Projects/Extensible Policy
This project adds new extensions to policy records and makes them extensible in the future with less effort by adding a TL data extension.
Contents
Background
kadmin's policy records have been limited to expressing a small range of password quality policies. In 1.8 the failed authentication attempts lockout project added some extensions to the policy record.
We now need to add policy controls for what enctypes a principal is allowed to have keys for. While we are it we're adding fields to policy for all policy-ish things in principal records. And making policy finally extensible in the same way that principals are: via tag-length-value sets ("TL data").
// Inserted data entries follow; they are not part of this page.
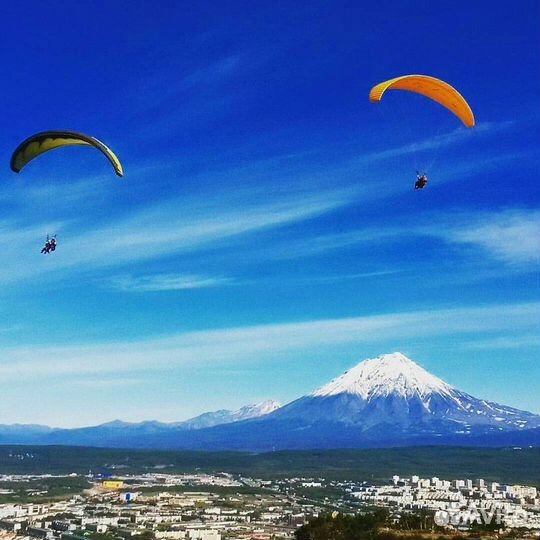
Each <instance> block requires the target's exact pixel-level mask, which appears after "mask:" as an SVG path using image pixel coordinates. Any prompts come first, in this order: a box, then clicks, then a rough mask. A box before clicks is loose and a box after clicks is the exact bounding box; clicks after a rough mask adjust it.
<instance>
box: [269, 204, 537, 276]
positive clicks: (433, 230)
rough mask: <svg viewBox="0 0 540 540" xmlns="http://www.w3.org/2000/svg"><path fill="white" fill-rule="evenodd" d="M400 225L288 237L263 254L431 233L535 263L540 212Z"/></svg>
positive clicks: (439, 219)
mask: <svg viewBox="0 0 540 540" xmlns="http://www.w3.org/2000/svg"><path fill="white" fill-rule="evenodd" d="M403 221H404V222H405V224H404V225H401V226H399V227H397V226H395V225H388V226H385V225H381V226H379V227H377V228H374V227H366V228H364V229H360V230H351V231H345V232H342V233H334V234H326V235H319V236H313V237H311V238H305V239H303V240H301V241H287V242H284V243H282V244H281V245H277V246H274V247H272V248H268V249H267V250H266V252H267V256H269V257H274V258H297V257H309V256H316V255H320V254H325V253H330V252H332V251H337V250H342V249H347V248H350V247H352V246H355V245H366V244H367V245H369V244H373V243H392V242H396V241H401V239H402V238H404V237H406V238H408V239H409V240H414V239H417V238H422V237H426V236H428V237H433V238H436V239H438V240H440V241H442V242H445V243H447V244H453V245H458V246H461V247H463V249H464V250H465V252H467V250H469V248H470V249H472V250H473V251H472V252H471V253H472V254H473V255H474V258H475V259H476V260H477V259H478V250H482V252H483V253H484V255H485V256H488V257H490V259H491V260H497V261H499V262H501V263H504V264H505V265H508V266H511V267H513V268H514V269H515V268H517V267H520V268H523V267H526V266H530V265H534V264H537V263H538V261H539V260H540V211H538V210H530V209H517V208H515V209H505V210H501V211H494V212H463V211H461V212H459V211H448V212H444V213H443V212H439V213H437V214H435V213H432V214H429V215H427V216H424V217H422V218H420V219H418V218H417V217H416V216H411V217H410V219H404V220H403Z"/></svg>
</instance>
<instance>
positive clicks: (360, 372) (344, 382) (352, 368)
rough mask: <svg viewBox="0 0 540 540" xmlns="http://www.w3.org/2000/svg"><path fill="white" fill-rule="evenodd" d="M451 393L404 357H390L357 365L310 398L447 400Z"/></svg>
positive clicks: (335, 379)
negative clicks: (413, 399)
mask: <svg viewBox="0 0 540 540" xmlns="http://www.w3.org/2000/svg"><path fill="white" fill-rule="evenodd" d="M452 391H453V388H452V387H451V386H450V385H448V384H446V383H445V382H444V381H442V380H441V379H439V378H438V377H435V376H434V375H431V373H428V372H427V371H426V370H425V369H422V368H421V367H420V366H419V365H418V364H416V363H415V362H413V361H412V360H410V359H409V358H407V357H406V356H405V355H403V354H401V353H392V354H385V355H382V356H379V357H377V358H371V359H369V360H364V361H363V362H360V363H359V364H358V365H357V366H355V367H354V368H352V369H350V370H349V371H346V372H345V373H344V374H343V375H341V376H340V377H338V378H337V379H334V380H333V381H331V382H330V383H328V384H326V385H324V386H322V387H321V388H319V389H317V390H315V391H314V392H312V393H311V395H312V396H320V397H322V396H333V395H336V394H342V393H347V394H354V395H357V396H359V397H361V398H362V399H367V400H369V399H372V398H375V397H379V396H389V395H391V394H394V395H399V396H402V397H412V396H416V395H418V396H421V397H425V396H428V395H429V394H432V393H438V394H442V395H447V396H451V395H452Z"/></svg>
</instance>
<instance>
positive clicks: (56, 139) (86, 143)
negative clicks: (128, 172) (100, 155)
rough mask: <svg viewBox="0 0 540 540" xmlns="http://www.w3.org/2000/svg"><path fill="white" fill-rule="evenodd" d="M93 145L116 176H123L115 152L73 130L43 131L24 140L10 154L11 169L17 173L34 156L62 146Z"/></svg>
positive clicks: (93, 137)
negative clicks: (10, 157)
mask: <svg viewBox="0 0 540 540" xmlns="http://www.w3.org/2000/svg"><path fill="white" fill-rule="evenodd" d="M75 145H77V146H81V145H82V146H93V147H94V148H97V149H98V150H99V151H100V152H101V153H102V154H103V155H104V156H105V157H106V158H107V159H108V160H109V161H110V163H111V165H112V166H113V168H114V172H115V173H116V174H117V175H118V176H124V171H123V169H122V164H121V163H120V160H119V159H118V157H117V156H116V154H115V153H114V152H113V151H112V150H111V149H110V148H109V147H108V146H106V145H105V144H103V143H102V142H101V141H98V140H97V139H96V138H95V137H90V136H89V135H84V134H83V133H77V132H75V131H43V132H41V133H36V134H35V135H32V136H31V137H28V139H26V140H24V141H23V142H22V143H21V144H19V146H17V148H16V149H15V152H13V155H12V156H11V163H10V165H11V170H12V171H14V172H16V173H18V172H21V170H22V169H23V168H24V167H25V166H26V165H27V164H28V163H30V161H32V160H33V159H34V158H36V157H38V156H40V155H41V154H44V153H45V152H48V151H49V150H54V149H55V148H62V147H63V146H75Z"/></svg>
Description and Architecture
We bump the KADM5 API version to 4 (KADM5_API_VERSION_4) and extend the policy structures (kadm5_policy_ent_rec and osa_policy_ent_rec) to add the following fields:
- attributes
- holds attributes of principals that are policy-like (not implemented at this time)
- max_life
- holds max ticket life (not implemented at this time)
- max_renewable_life
- holds max ticket renewable lifetime (not implemented at this time)
- allowed_keysalts
- key/salt type list that the principal is allowed to have keys of
- tl_data
- sequence of {type, length, octet string} values just as in principal records
User interface changes:
- The kadmin addpol and modpol commands get a new argument: -allowedkeysalts keysalt-list.
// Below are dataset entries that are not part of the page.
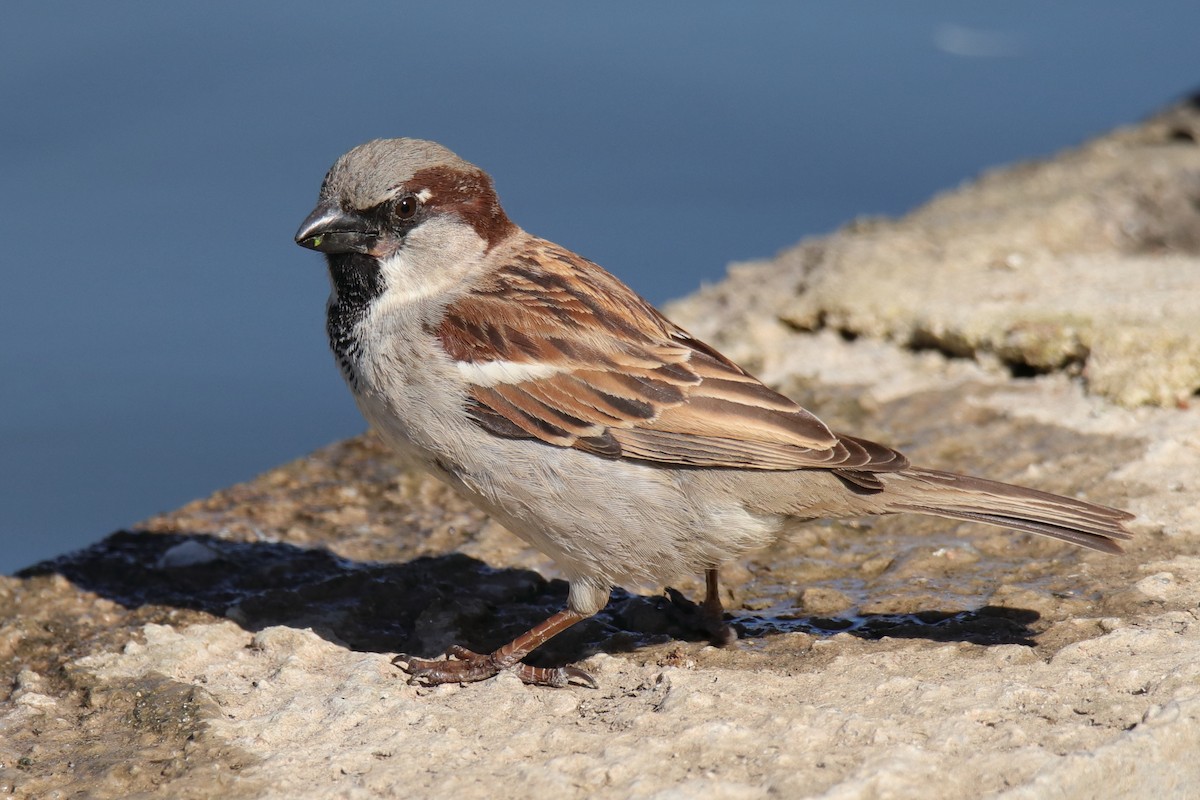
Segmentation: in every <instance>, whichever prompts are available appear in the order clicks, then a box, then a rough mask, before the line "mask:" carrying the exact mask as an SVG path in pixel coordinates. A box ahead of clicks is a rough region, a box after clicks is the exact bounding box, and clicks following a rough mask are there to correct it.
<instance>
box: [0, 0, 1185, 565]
mask: <svg viewBox="0 0 1200 800" xmlns="http://www.w3.org/2000/svg"><path fill="white" fill-rule="evenodd" d="M1196 30H1200V4H1196V2H1194V1H1189V2H1175V4H1168V2H1139V4H1128V2H1120V1H1118V0H1091V1H1086V2H1084V1H1078V2H1058V4H1052V5H1048V4H1043V2H1006V4H1002V5H992V6H984V5H982V4H971V5H967V4H961V2H911V4H902V5H898V4H876V5H863V4H822V5H816V4H782V2H762V4H716V2H689V4H682V2H677V4H653V5H650V4H634V2H606V4H602V5H601V4H587V5H583V4H577V5H571V6H566V5H565V4H563V6H554V5H550V4H494V2H484V1H476V2H452V4H421V5H415V4H413V5H409V4H365V2H342V4H337V5H332V4H317V2H288V4H283V2H259V4H245V2H205V4H191V5H184V4H151V2H113V4H91V2H83V1H76V2H58V4H36V2H13V4H8V5H6V6H5V25H4V26H2V28H0V109H2V110H0V156H2V163H4V179H2V191H0V219H2V221H4V228H2V230H4V237H5V247H4V249H2V255H0V269H2V275H4V291H2V294H0V374H2V375H4V378H2V379H0V572H8V571H12V570H16V569H19V567H22V566H25V565H28V564H30V563H32V561H35V560H38V559H42V558H47V557H50V555H53V554H56V553H60V552H64V551H66V549H72V548H77V547H80V546H84V545H86V543H88V542H91V541H95V540H96V539H100V537H101V536H103V535H104V534H107V533H109V531H110V530H113V529H115V528H119V527H121V525H127V524H131V523H133V522H136V521H137V519H139V518H143V517H145V516H149V515H151V513H155V512H157V511H162V510H168V509H170V507H174V506H176V505H180V504H182V503H185V501H186V500H190V499H192V498H194V497H199V495H203V494H205V493H208V492H210V491H212V489H215V488H218V487H221V486H226V485H228V483H232V482H234V481H239V480H245V479H247V477H251V476H252V475H254V474H257V473H259V471H262V470H265V469H268V468H270V467H272V465H274V464H277V463H280V462H282V461H284V459H289V458H293V457H296V456H300V455H302V453H305V452H307V451H310V450H312V449H313V447H316V446H318V445H322V444H325V443H328V441H331V440H335V439H338V438H342V437H346V435H350V434H354V433H358V432H359V431H361V429H362V427H364V425H362V422H361V420H360V419H359V416H358V414H356V411H355V409H354V405H353V403H352V401H350V398H349V395H348V393H347V392H346V390H344V387H343V386H342V384H341V380H340V378H338V375H337V372H336V369H335V368H334V366H332V362H331V359H330V356H329V354H328V351H326V347H325V341H324V333H323V318H322V314H323V306H324V297H325V294H326V291H328V287H326V282H325V277H324V271H323V266H322V261H320V259H319V257H317V255H316V254H313V253H308V252H305V251H301V249H300V248H298V247H296V246H295V245H293V243H292V234H293V231H294V230H295V228H296V225H298V224H299V222H300V219H301V218H302V217H304V216H305V213H306V212H307V211H308V210H310V209H311V206H312V203H313V199H314V197H316V192H317V187H318V185H319V182H320V178H322V175H323V174H324V170H325V169H326V168H328V167H329V164H330V163H331V162H332V160H334V158H335V157H336V156H337V155H340V154H341V152H342V151H344V150H347V149H349V148H350V146H353V145H355V144H359V143H360V142H364V140H366V139H370V138H374V137H391V136H416V137H424V138H431V139H437V140H439V142H442V143H443V144H446V145H448V146H450V148H451V149H454V150H456V151H457V152H458V154H460V155H462V156H463V157H466V158H468V160H469V161H474V162H475V163H478V164H480V166H481V167H484V168H485V169H487V170H490V172H491V173H492V174H493V176H494V178H496V181H497V185H498V188H499V191H500V197H502V199H503V200H504V203H505V206H506V207H508V211H509V215H510V216H511V217H512V218H514V219H515V221H516V222H517V223H520V224H522V225H523V227H526V228H527V229H529V230H532V231H534V233H536V234H539V235H542V236H547V237H550V239H553V240H556V241H558V242H560V243H563V245H566V246H569V247H571V248H574V249H576V251H578V252H581V253H583V254H584V255H587V257H589V258H592V259H594V260H598V261H599V263H601V264H604V265H605V266H607V267H608V269H611V270H612V271H613V272H616V273H617V275H619V276H620V277H623V278H624V279H626V281H628V282H629V283H631V284H632V285H634V287H635V288H636V289H637V290H638V291H641V293H642V294H643V295H646V296H647V297H649V299H650V300H652V301H655V302H661V301H664V300H667V299H670V297H673V296H678V295H682V294H686V293H688V291H690V290H692V289H694V288H696V287H697V285H700V284H701V283H702V282H704V281H715V279H719V278H720V276H721V275H722V272H724V270H725V267H726V265H727V264H728V263H730V261H732V260H745V259H751V258H761V257H768V255H770V254H773V253H774V252H776V251H779V249H780V248H784V247H786V246H788V245H791V243H793V242H794V241H797V240H798V239H800V237H802V236H804V235H809V234H815V233H822V231H827V230H830V229H832V228H834V227H836V225H839V224H841V223H844V222H846V221H848V219H851V218H853V217H856V216H860V215H877V213H887V215H896V213H901V212H904V211H905V210H907V209H911V207H912V206H914V205H917V204H919V203H920V201H922V200H923V199H925V198H928V197H929V196H930V194H931V193H934V192H936V191H938V190H942V188H946V187H950V186H954V185H956V184H959V182H961V181H964V180H966V179H970V178H971V176H973V175H976V174H978V172H979V170H980V169H984V168H986V167H989V166H995V164H1000V163H1006V162H1010V161H1014V160H1018V158H1026V157H1032V156H1039V155H1045V154H1050V152H1052V151H1055V150H1057V149H1060V148H1063V146H1068V145H1070V144H1074V143H1076V142H1079V140H1081V139H1084V138H1085V137H1088V136H1092V134H1096V133H1099V132H1103V131H1105V130H1108V128H1109V127H1111V126H1114V125H1117V124H1121V122H1128V121H1134V120H1136V119H1139V118H1141V116H1144V115H1146V114H1148V113H1151V112H1152V110H1154V109H1156V108H1158V107H1159V106H1162V104H1163V103H1165V102H1168V101H1171V100H1174V98H1177V97H1178V96H1181V95H1183V94H1186V92H1188V91H1190V90H1193V89H1196V88H1198V86H1200V48H1196V47H1195V31H1196Z"/></svg>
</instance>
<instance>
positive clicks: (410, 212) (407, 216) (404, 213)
mask: <svg viewBox="0 0 1200 800" xmlns="http://www.w3.org/2000/svg"><path fill="white" fill-rule="evenodd" d="M420 204H421V201H420V200H418V199H416V196H415V194H406V196H404V197H402V198H400V200H398V201H397V203H396V217H397V218H400V219H412V218H413V217H415V216H416V207H418V206H419V205H420Z"/></svg>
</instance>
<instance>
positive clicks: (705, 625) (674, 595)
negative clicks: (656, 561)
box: [667, 587, 738, 648]
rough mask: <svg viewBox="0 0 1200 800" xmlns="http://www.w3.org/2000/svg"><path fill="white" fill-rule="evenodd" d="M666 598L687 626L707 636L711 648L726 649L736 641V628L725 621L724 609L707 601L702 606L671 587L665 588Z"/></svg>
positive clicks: (680, 592) (737, 639)
mask: <svg viewBox="0 0 1200 800" xmlns="http://www.w3.org/2000/svg"><path fill="white" fill-rule="evenodd" d="M667 597H670V599H671V604H672V606H674V607H676V609H678V610H679V612H680V615H682V616H683V620H684V621H685V622H686V624H688V625H690V626H691V627H694V628H696V630H700V631H703V632H704V633H707V634H708V640H709V643H712V644H713V646H716V648H727V646H728V645H731V644H733V643H734V642H737V640H738V632H737V628H734V627H733V626H732V625H730V624H728V622H727V621H725V609H724V608H721V607H720V606H719V604H718V606H715V607H714V606H713V604H712V603H709V602H708V601H706V602H704V603H703V604H702V603H697V602H694V601H692V600H689V599H688V597H686V596H684V594H683V593H682V591H679V590H678V589H674V588H672V587H667Z"/></svg>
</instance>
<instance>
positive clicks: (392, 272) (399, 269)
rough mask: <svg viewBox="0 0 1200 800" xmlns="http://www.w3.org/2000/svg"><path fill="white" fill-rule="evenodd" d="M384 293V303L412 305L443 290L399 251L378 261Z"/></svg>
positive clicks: (403, 252)
mask: <svg viewBox="0 0 1200 800" xmlns="http://www.w3.org/2000/svg"><path fill="white" fill-rule="evenodd" d="M379 271H380V272H382V273H383V277H384V283H385V284H386V291H385V293H384V295H383V297H382V300H383V301H384V302H386V303H402V305H407V303H412V302H415V301H418V300H424V299H426V297H432V296H433V295H436V294H439V293H440V291H442V290H443V287H442V284H440V282H438V281H434V279H432V278H431V275H430V273H428V271H426V270H422V269H420V266H419V265H416V264H413V259H412V258H409V257H408V254H406V253H404V251H400V252H398V253H394V254H391V255H389V257H388V258H384V259H380V260H379Z"/></svg>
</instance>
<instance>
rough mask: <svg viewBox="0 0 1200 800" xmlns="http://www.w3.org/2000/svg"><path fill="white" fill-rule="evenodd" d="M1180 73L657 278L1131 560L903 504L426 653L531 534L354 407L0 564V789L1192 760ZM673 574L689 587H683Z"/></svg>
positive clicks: (544, 613)
mask: <svg viewBox="0 0 1200 800" xmlns="http://www.w3.org/2000/svg"><path fill="white" fill-rule="evenodd" d="M1198 142H1200V104H1198V103H1196V102H1189V103H1183V104H1180V106H1177V107H1174V108H1171V109H1168V110H1166V112H1164V113H1163V114H1160V115H1158V116H1156V118H1154V119H1151V120H1148V121H1146V122H1144V124H1141V125H1138V126H1133V127H1129V128H1127V130H1120V131H1116V132H1114V133H1111V134H1109V136H1105V137H1103V138H1099V139H1097V140H1094V142H1091V143H1088V144H1086V145H1084V146H1081V148H1079V149H1076V150H1072V151H1069V152H1064V154H1061V155H1060V156H1057V157H1055V158H1051V160H1049V161H1045V162H1038V163H1030V164H1021V166H1018V167H1013V168H1006V169H1000V170H996V172H994V173H991V174H988V175H984V176H983V178H982V179H979V180H978V181H976V182H974V184H972V185H968V186H965V187H961V188H958V190H955V191H953V192H949V193H947V194H944V196H942V197H937V198H935V199H934V200H932V201H931V203H929V204H928V205H926V206H924V207H922V209H919V210H917V211H916V212H913V213H911V215H910V216H907V217H905V218H901V219H896V221H876V219H871V221H860V222H856V223H853V224H851V225H848V227H847V228H846V229H844V230H841V231H838V233H835V234H833V235H830V236H826V237H821V239H814V240H808V241H804V242H800V243H799V245H798V246H797V247H796V248H793V249H791V251H788V252H785V253H782V254H781V255H779V257H778V258H776V259H774V260H772V261H767V263H755V264H742V265H736V266H733V267H732V269H731V271H730V276H728V278H727V279H726V281H724V282H721V283H719V284H716V285H713V287H708V288H704V289H702V290H701V291H700V293H697V294H696V295H694V296H692V297H689V299H686V300H684V301H680V302H678V303H676V305H674V306H673V307H672V308H671V309H670V311H671V314H672V315H673V317H674V318H676V319H678V320H679V321H680V323H683V324H684V325H685V326H688V327H690V329H691V330H694V331H695V332H696V333H698V335H701V336H702V337H706V338H708V339H709V341H712V342H713V343H714V344H718V345H719V347H721V348H722V349H725V350H726V353H728V354H730V355H732V356H733V357H736V359H738V360H740V361H742V362H743V363H745V365H746V366H749V367H752V368H754V369H755V371H757V373H758V374H760V375H762V377H763V378H764V379H767V380H768V381H769V383H772V384H773V385H776V386H779V387H780V389H781V390H784V391H785V392H788V393H791V395H792V396H793V397H796V398H797V399H799V401H800V402H802V403H804V404H805V405H808V407H809V408H812V409H816V410H817V411H818V413H820V414H821V415H822V416H823V417H824V419H827V420H828V421H829V422H832V423H834V425H835V426H836V427H839V428H842V429H850V431H856V432H858V433H862V434H864V435H868V437H870V438H875V439H880V440H883V441H888V443H892V444H895V445H899V446H901V447H902V449H905V451H906V452H907V453H908V455H910V456H912V457H913V459H914V461H917V462H919V463H924V464H929V465H936V467H940V468H944V469H954V470H959V471H971V473H976V474H982V475H986V476H990V477H996V479H1002V480H1010V481H1015V482H1021V483H1027V485H1034V486H1039V487H1042V488H1046V489H1050V491H1055V492H1060V493H1066V494H1075V495H1079V497H1086V498H1088V499H1092V500H1097V501H1102V503H1108V504H1111V505H1117V506H1121V507H1126V509H1129V510H1130V511H1134V512H1135V513H1136V515H1138V521H1136V523H1135V529H1136V537H1135V540H1134V541H1133V542H1132V545H1130V546H1129V547H1128V553H1127V554H1126V555H1124V557H1120V558H1115V557H1106V555H1102V554H1096V553H1087V552H1081V551H1079V549H1073V548H1070V547H1069V546H1064V545H1060V543H1056V542H1050V541H1045V540H1039V539H1037V537H1031V536H1016V535H1012V534H1008V533H1006V531H1000V530H994V529H984V528H979V527H974V525H968V524H955V523H950V522H944V521H935V519H925V518H919V517H892V518H886V519H875V521H863V522H857V523H815V524H811V525H809V527H808V528H806V530H804V531H803V533H802V534H800V535H799V536H797V537H796V539H792V540H790V541H786V542H781V543H779V545H778V546H775V547H773V548H769V549H768V551H763V552H761V553H756V554H755V555H754V557H752V558H750V559H748V560H746V561H744V563H743V564H740V565H737V566H736V567H734V569H732V570H730V571H728V573H730V575H728V579H727V585H728V596H727V597H726V601H727V606H728V607H730V608H731V609H733V610H732V614H733V621H734V625H736V626H737V628H738V631H739V633H740V637H742V638H740V640H739V642H738V643H737V644H736V645H734V646H732V648H727V649H715V648H712V646H709V645H707V644H706V643H704V640H703V634H702V633H701V632H700V631H697V630H696V628H695V626H694V625H692V622H691V620H692V619H694V614H691V613H690V612H691V609H689V608H688V603H686V601H682V600H679V599H678V597H676V596H673V595H666V594H664V593H662V590H661V588H655V587H642V588H636V587H635V588H630V590H629V591H618V593H617V594H616V595H614V599H613V602H612V603H611V604H610V606H608V608H607V609H606V610H605V612H604V613H602V614H600V615H599V616H596V618H595V619H593V620H589V621H588V622H586V624H582V625H580V626H578V627H577V628H576V630H572V631H570V632H569V633H568V634H565V636H563V637H560V640H554V642H553V643H552V646H548V648H546V651H545V652H539V654H538V657H539V658H541V660H542V661H544V662H546V663H552V662H562V661H568V660H578V658H584V660H586V664H587V668H588V669H589V670H590V672H592V673H593V674H594V675H595V676H596V679H598V680H599V682H600V688H599V690H587V688H569V690H548V688H540V687H528V686H524V685H522V684H521V682H520V681H518V680H516V679H515V678H512V676H511V675H503V676H500V678H499V679H497V680H493V681H488V682H485V684H480V685H472V686H463V687H460V686H442V687H437V688H425V687H419V686H413V685H409V684H408V682H406V680H404V676H403V675H402V674H401V673H398V672H397V670H396V668H395V667H392V666H391V664H390V663H389V655H390V654H392V652H396V651H400V650H403V651H407V652H412V654H416V655H426V656H432V655H436V654H438V652H440V651H442V650H443V649H444V648H445V646H446V645H448V644H450V643H452V642H464V643H469V644H472V645H474V646H475V648H476V649H480V648H491V646H494V645H496V644H498V643H500V642H503V640H505V639H506V638H508V637H510V636H511V634H512V633H515V632H517V631H520V630H523V628H524V627H527V626H529V625H530V624H532V622H534V621H536V620H539V619H541V618H542V616H545V615H546V614H547V613H550V612H551V610H553V609H556V608H558V607H559V606H560V604H562V602H563V601H564V597H565V584H563V583H562V582H560V581H558V579H556V576H554V571H553V567H552V566H551V565H548V564H547V563H546V561H545V559H542V558H541V557H540V555H539V554H538V553H535V552H532V551H529V549H528V548H526V547H524V546H523V545H522V543H521V542H520V541H518V540H516V539H515V537H512V536H510V535H509V534H506V533H505V531H504V530H503V529H500V528H499V527H498V525H496V524H494V523H492V522H490V521H487V519H486V518H485V517H484V516H482V515H481V513H479V512H478V511H475V510H473V509H472V507H470V506H469V505H467V504H466V503H463V501H462V500H460V499H458V498H456V497H455V495H452V494H451V493H449V492H448V491H446V489H444V488H442V487H440V486H438V485H437V483H434V482H432V481H430V480H427V479H425V477H421V476H419V475H413V474H407V473H404V471H402V470H400V469H398V468H397V467H395V465H394V464H392V462H391V461H390V459H389V456H388V453H386V452H385V451H384V450H383V449H382V447H380V446H379V445H378V444H377V443H376V441H374V440H373V439H372V438H370V437H364V438H360V439H354V440H350V441H344V443H340V444H336V445H334V446H330V447H328V449H324V450H322V451H318V452H316V453H313V455H311V456H310V457H307V458H304V459H300V461H298V462H294V463H292V464H287V465H283V467H281V468H278V469H276V470H272V471H270V473H268V474H265V475H263V476H260V477H259V479H257V480H254V481H251V482H248V483H245V485H239V486H234V487H230V488H229V489H226V491H223V492H218V493H217V494H215V495H212V497H210V498H206V499H203V500H198V501H196V503H192V504H190V505H187V506H185V507H182V509H180V510H179V511H175V512H173V513H169V515H164V516H162V517H156V518H154V519H150V521H148V522H145V523H144V524H142V525H139V527H138V528H137V529H132V530H125V531H119V533H116V534H114V535H112V536H109V537H108V539H106V540H103V541H102V542H100V543H97V545H96V546H94V547H90V548H88V549H85V551H82V552H79V553H71V554H67V555H64V557H61V558H59V559H56V560H54V561H49V563H44V564H40V565H36V566H34V567H31V569H29V570H26V571H24V572H23V573H20V575H19V576H17V577H12V578H0V795H5V796H70V795H77V794H83V795H86V796H90V798H116V796H122V798H125V796H146V798H151V796H154V798H211V796H217V795H220V796H224V798H228V799H230V800H232V799H234V798H242V796H347V798H358V796H362V798H368V796H401V795H403V796H430V795H433V794H437V795H439V796H455V798H461V799H463V800H466V799H469V798H485V796H486V798H497V796H554V798H575V796H613V798H624V796H655V798H685V796H697V795H703V796H728V798H757V796H766V795H772V794H774V795H779V796H822V798H862V796H881V798H882V796H892V798H902V796H913V798H917V796H919V798H978V796H985V795H986V796H1002V798H1034V796H1046V795H1051V794H1052V795H1054V796H1062V798H1103V796H1112V798H1116V796H1134V795H1136V796H1154V795H1158V796H1193V795H1195V794H1200V760H1198V759H1196V758H1195V742H1196V741H1198V740H1200V662H1198V660H1196V657H1195V654H1196V652H1200V625H1198V614H1200V557H1198V555H1196V554H1195V553H1196V552H1198V547H1200V501H1198V498H1200V409H1198V408H1195V403H1194V398H1195V397H1196V392H1198V390H1200V144H1198ZM698 588H700V587H698V585H696V584H695V583H692V584H688V585H680V587H678V589H679V590H682V591H683V593H684V594H685V595H690V596H695V595H696V591H697V589H698Z"/></svg>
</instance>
- The kdb5_util dump and load commansd get a new argument: -r18 (request 1.8 dump format).
API changes:
- New kadm5 version number
- Added fields to kadm5_policy_ent_
- Added KADM5_POLICY_{ATTRIBUTES, ...} flags for use in the 'mask' argument to various kadm5 functions
Note that, as with the change in 1.8, it will not be safe to downgrade a KDC from 1.11 to an earlier version without reloading the policy DB from a dump format that the older version understands. We hope this will be the last time that policies are extended in this manner; by using TL data for future extensions, we can obtain the same downgrade semantics as for the principal database.
Implementation
- Bump the KADM5 API version number everywhere that it should be, with fallback negotiation to versions 3 and 2
- Extend the relevant structures (see above)
- Refactor kadmin.c functions for adding and updating tl data (not needed now, but will be needed eventually)
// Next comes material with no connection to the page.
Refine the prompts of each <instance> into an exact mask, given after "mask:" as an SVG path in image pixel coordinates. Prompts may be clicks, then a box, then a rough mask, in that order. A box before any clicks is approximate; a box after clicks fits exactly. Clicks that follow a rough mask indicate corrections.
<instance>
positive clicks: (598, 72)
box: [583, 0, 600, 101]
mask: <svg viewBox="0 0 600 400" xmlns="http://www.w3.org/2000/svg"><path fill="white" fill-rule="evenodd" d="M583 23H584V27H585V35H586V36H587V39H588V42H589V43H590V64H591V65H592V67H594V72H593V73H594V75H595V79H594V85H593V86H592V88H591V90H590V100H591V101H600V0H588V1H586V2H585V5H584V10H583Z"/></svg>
- Add KADM5_POLICY_{ATTRIBUTES, ...} #defines for use in kadm5 masks
- Update XDR functions for encoding/decoding/freeing kadm5_policy_ent_rec and osa_policy_ent_rec structures
- Add and use check_and_set_ks_tuple_policy(), a utility function for validating and editing key/salt tuples in src/lib/kadm5/srv/svr_principal.c
A candidate implementation can be seen here:
Add "?w=1" to get the github equivalent of diff(1)'s -w flag.
We leave implementation of the 'attributes', 'max_life', and 'max_renewable_life' to future projects. Because these will provide defaults for corresponding fields of principals the impact on interfaces and implementation will be somewhat larger than that of the allowed_keysalts field.
Testing
One test is added: tests/t_allowed_keysalts.py. All tests pass.
NOTE: dump/load of policy TL data is not tested for lack of any policy elements that use TL data.
Documentation
The kadmin.M and kdb5_util.M manpages are updated.
Release notes
Besides the interface changes noted above, the most important release note pertains to the requirement for a policy DB reload when downgrading a KDC to a previous release. A policy DB reload is only needed on downgrade when new policies have been created, or existing policies modified, with the new kadmin program or kadm5 APIs.